There can be no doubt that Taiwan’s modern poetry was influenced by the mainland’s May 4 (New Culture) Movement of 1917. The first book of modern poetry in Taiwan was Zhang Qingrong’s “Love in a City of Chaos” (1925), coming five years after Hu Shi published his “Experiments” as a model for vernacular literature. Even the theme of Zhang’s book was centered on his experiences in Beijing. In the 30 years after the May 4 Movement, key achievements in new poetry were made by mainland poets, including Xu Zhimo, Dai Wangshu, Li Jinfa, Ai Qing and the poets associated with the Nine Leaves group. Poets in Taiwan were hindered by Taiwan’s status as a Japanese colony, especially after the Chinese language was suppressed.

In 1949, the founding of the People’s Republic of China on the mainland heralded the arrival of a communist Chinese state. The Kuomintang was left to rule over Taiwan. Thenceforth the Chinese language followed two paths of development, and Chinese poetry met with different fates on either side of the Taiwan Strait. The People’s Republic forcibly simplified the writing system and imposed Marxism-Leninism as the state ideology. It mobilized a scholarly effort to translate classical Marxist works and the entire canon of Soviet socialist literature, making these books the core of its educational system. Traditional Chinese literature was denigrated and erased from the curriculum, which hastened the evolution of Chinese into a language heavily influenced by translations and based on Beijing-style Mandarin. Meanwhile Taiwan was affected by the influx of 2 million mainlanders, including cultural elites who used a vernacular-literary hybrid that had developed after 1917. Their Southern-style Mandarin (originating at the former Kuomintang capital of Nanjing), together with Taiwan dialect and Japanese influences, made a relatively smooth transition toward a different strain of modern Chinese.

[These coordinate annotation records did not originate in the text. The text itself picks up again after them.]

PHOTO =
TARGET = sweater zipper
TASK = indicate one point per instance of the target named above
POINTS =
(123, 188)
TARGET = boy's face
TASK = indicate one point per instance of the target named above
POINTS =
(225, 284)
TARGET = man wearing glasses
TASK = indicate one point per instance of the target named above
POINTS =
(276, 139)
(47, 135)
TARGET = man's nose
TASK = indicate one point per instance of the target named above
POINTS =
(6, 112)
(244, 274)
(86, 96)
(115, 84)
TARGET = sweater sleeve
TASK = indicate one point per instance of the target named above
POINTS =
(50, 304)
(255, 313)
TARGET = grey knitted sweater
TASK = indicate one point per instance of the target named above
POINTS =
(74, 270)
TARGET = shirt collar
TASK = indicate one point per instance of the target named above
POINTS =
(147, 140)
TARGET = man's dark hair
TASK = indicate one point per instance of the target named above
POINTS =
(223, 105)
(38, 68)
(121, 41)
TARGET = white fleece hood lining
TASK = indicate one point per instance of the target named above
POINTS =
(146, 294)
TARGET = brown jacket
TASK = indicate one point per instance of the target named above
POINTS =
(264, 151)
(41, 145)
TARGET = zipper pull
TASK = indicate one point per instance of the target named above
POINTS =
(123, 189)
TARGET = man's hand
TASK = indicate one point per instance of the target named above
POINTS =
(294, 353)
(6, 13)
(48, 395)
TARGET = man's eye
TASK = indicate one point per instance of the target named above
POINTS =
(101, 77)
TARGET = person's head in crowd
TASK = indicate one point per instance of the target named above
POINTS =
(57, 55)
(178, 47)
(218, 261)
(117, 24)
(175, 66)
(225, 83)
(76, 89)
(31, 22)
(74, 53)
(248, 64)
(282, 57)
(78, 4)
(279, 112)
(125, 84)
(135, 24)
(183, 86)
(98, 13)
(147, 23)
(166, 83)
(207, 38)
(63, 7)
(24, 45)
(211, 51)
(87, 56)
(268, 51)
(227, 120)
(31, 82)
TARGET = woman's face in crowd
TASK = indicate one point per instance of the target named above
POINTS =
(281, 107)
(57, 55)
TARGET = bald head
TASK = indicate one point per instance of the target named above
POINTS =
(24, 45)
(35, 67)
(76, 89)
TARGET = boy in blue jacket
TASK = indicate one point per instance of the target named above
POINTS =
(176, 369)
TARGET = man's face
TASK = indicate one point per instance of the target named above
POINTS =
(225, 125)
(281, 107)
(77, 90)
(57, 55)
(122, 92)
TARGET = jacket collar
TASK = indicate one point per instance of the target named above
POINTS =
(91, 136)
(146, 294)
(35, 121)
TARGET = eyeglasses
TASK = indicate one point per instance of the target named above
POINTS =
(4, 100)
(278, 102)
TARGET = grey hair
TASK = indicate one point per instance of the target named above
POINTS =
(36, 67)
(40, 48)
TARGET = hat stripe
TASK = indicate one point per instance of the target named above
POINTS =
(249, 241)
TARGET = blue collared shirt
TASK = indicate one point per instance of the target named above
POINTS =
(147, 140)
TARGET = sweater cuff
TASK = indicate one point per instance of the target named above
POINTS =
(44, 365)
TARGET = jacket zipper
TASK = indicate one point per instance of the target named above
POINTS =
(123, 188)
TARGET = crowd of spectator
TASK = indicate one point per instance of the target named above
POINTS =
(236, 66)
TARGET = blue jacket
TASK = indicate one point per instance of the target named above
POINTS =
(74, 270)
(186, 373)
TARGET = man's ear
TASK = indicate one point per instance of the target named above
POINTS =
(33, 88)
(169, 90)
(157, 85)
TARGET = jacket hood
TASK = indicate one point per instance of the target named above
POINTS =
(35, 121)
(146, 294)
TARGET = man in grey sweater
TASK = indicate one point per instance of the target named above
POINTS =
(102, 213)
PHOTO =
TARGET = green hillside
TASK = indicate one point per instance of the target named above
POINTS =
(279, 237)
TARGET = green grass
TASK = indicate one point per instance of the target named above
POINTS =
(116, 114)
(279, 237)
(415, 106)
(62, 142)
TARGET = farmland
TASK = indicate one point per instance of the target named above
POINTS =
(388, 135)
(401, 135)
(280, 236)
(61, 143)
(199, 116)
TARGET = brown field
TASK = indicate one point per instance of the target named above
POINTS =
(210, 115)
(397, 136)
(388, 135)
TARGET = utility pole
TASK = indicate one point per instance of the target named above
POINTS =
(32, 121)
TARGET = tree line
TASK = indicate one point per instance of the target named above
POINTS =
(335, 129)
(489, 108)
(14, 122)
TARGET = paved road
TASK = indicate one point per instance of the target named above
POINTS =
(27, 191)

Nowhere is this transition evidenced more clearly than in the poetry of “Frontier Taiwan.” Three major groups of poets comprise the pages of this anthology: First are those who grew up under the Japanese occupation, some of whom only began writing in Chinese after 1945. Second are mainland poets who followed the Nationalist government to Taiwan. They carried on the legacy of the May 4 Movement and the modernist experiments of the 1920s and 1930s. Third are poets raised in the postwar years. The influence of older poets and ethnic culture gave rise to nativist concerns and an identification with Taiwan as a nation, expressed by the nativist modern poetry of Taiwan.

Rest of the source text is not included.